Später im Buch lernt man Sobek kennen, die Romanfigur, die die Erzählerin erschaffen hat, die aber gleichzeitig ein Teil ihrer Persönlichkeit zu sein scheint. Sobek ist 29 Jahre alt, nimmt Drogen und wohnt noch im Haus seiner Eltern. Er hat Spaß daran, Tiere bei der Paarung zu sehen, und auch an Katastrophen wie Unfällen, Seuchen und Bränden findet er Gefallen. Insgesamt kann man ihm durchaus eine psychische Störung unterstellen.
„Wer weiß, wo die Wahrheit beginnt und wo sie zu Ende ist?“ (S.12)
Zwar wird all das, was ich oben beschrieben habe, noch lange nicht dem Inhalt des Romans gerecht, doch dieser Satz fasst das Buch sehr treffend zusammen. Nach einem recht vielversprechenden Anfang – die Erzählerin befindet sich in einem Verhör, ihr gegenüber Wärter und Kamerafrau, denn jemand ist verschwunden und sie wird verdächtigt, etwas damit zu tun zu haben – verliert sich die Handlung allmählich in Kurzsequenzen und wird zunehmend verwirrender. Immer wieder habe ich mich gefragt, was von dem Erzählten tatsächlich passiert und was sich nur in den Köpfen der Romanfiguren abspielt. Die einzelnen Szenen schienen mir oft zuerst zusammenhanglos. Am Ende wird zwar einiges klarer, aber es werden bei weitem nicht alle Fragen beantwortet.
Zu dem Buch gibt es viele positive Pressestimmen, die unter anderem die sprachliche Gestaltung loben. Dem kann ich mich anschließen, denn einige Sätze und Gedankengänge sind wirklich schön oder inspirierend und regen zum Nachdenken an. Andere Sätze und Gedankengänge hingegen fand ich dann doch eher verstörend und absurd.

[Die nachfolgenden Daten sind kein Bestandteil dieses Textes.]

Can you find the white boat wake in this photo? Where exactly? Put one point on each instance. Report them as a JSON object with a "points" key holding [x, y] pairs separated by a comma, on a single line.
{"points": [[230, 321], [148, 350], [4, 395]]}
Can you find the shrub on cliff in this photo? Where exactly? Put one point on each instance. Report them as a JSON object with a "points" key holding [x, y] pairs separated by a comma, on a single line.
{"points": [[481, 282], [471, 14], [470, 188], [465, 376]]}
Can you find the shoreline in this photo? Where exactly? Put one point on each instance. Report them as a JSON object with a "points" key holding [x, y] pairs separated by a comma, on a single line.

Insgesamt ist es ein Roman, dem eine interessante Idee zugrunde liegt und dessen Anfang mir gut gefallen hat, der dann aber so verwirrend wird, dass man irgendwann nichts mehr wirklich versteht. Den Pressestimmen ist zwar zu entnehmen, dass es für Erwachsene wohl ein gutes Buch ist, doch da es so komplex ist, kann ich es für Jugendliche absolut nicht empfehlen. Daher gebe ich ihm nur 1 von 5 LESEPUNKTE.